Action recognition task involves the identification of different actions from videos where the action may or may not be performed throughout the entire duration of the video. Classifying actions (jumping, picking, playing etc) in still images has been solved with a high accuracy using Deep Convolutional Networks. However, for action recognition in videos, there exists only limited work with poor accuracy. Action recognition from videos requires capturing context from the whole video rather than just capturing information from each frame as compared to an image.
We aim to extend the existing model of Deep Convolutional Neural Network used for classifying action in still images. Relevant work already exists for the same which uses stacked frames for input to CNN, but the results are poor. So, to improve upon this architecture, we implement a new architecture for action recognition in videos which is based on the human visual system. This architecture is based on the human visual cortex system which uses two-streams to detect and recognise motion:
- Ventral Stream: used for performing object recognition
- Dorsal Stream: used for recognising motion The author’s architecture involves two separate recognition streams - spatial and temporal. Spatial Stream performs action recognition in still frames which extracted from the video. Temporal Stream recognises action from motion using dense optical flow.
We can decompose a video into two components i.e. spatial and temporal. Each of the two streams are implemented using deep CNN:
- Spatial Stream ConvNet: Spatial Stream carries information about the objects and scene in the video-in RGB format. This network operates on individual frames extracted from the video at some sampling rate.
- Temporal Stream ConvNet: Temporal Stream carries information about the movement of the of the object(or the camera) in the scene (refer Fig. 2) i.e. the direction of the object. The input fed to this model, is formed by stacking multiple optical flow displacement images between consecutive video frames.
We are using the famous dataset called UCF101 for our project. UCF101 is a dataset of human actions.We extracted 1. UCF101 have 101 classes which are divided into five types: - Human-Object Interaction - Body-Motion Only - Human-Human Interaction - Playing Musical Instruments - Sports The dataset consists of realistic user-uploaded videos containing cluttered background and camera motion. It gives the largest diversity in terms of actions and with the presence of large variations in camera motion, cluttered background, illumination conditions. We created our own UCF10 Dataset, which basically include 2K total videos and 200 videos of each class. Train and test data list is present in Data folder. which were extracted from UCF101 for our project.
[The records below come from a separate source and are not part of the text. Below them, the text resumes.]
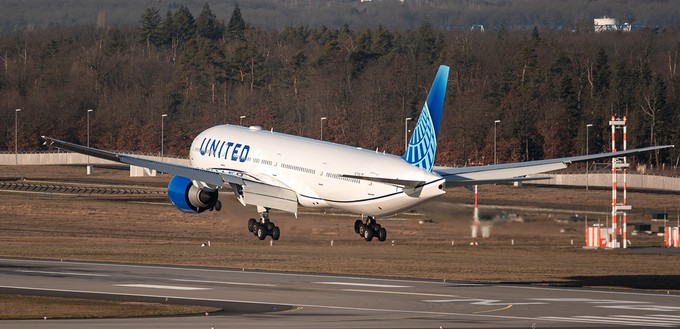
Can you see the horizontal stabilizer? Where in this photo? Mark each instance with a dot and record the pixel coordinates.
(463, 182)
(509, 172)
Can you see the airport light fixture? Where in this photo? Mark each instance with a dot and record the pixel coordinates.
(322, 120)
(587, 152)
(16, 136)
(495, 138)
(162, 133)
(88, 135)
(406, 134)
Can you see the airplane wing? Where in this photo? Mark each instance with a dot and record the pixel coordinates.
(248, 190)
(520, 171)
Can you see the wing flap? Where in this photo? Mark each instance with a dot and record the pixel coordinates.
(269, 196)
(392, 181)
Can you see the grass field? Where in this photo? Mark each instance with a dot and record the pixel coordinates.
(543, 248)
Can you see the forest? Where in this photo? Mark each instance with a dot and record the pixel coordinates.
(544, 85)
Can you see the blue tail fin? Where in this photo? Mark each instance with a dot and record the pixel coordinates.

The motivation is to capture both, the spatial feature of the video as well as Temporal ones. For example, To classify either the action being performed by a person in the video is archery or playing basketball, Our spatial network captures the still-frame information about the action being performed. Basically it’s doing classification task on frame of video. Temporal network tries to distinguish the action using motion in the video. For this motion we are using segmentation based optical flow in both, horizontal and vertical directions. Both the models uses ResNet34 as the underlying network.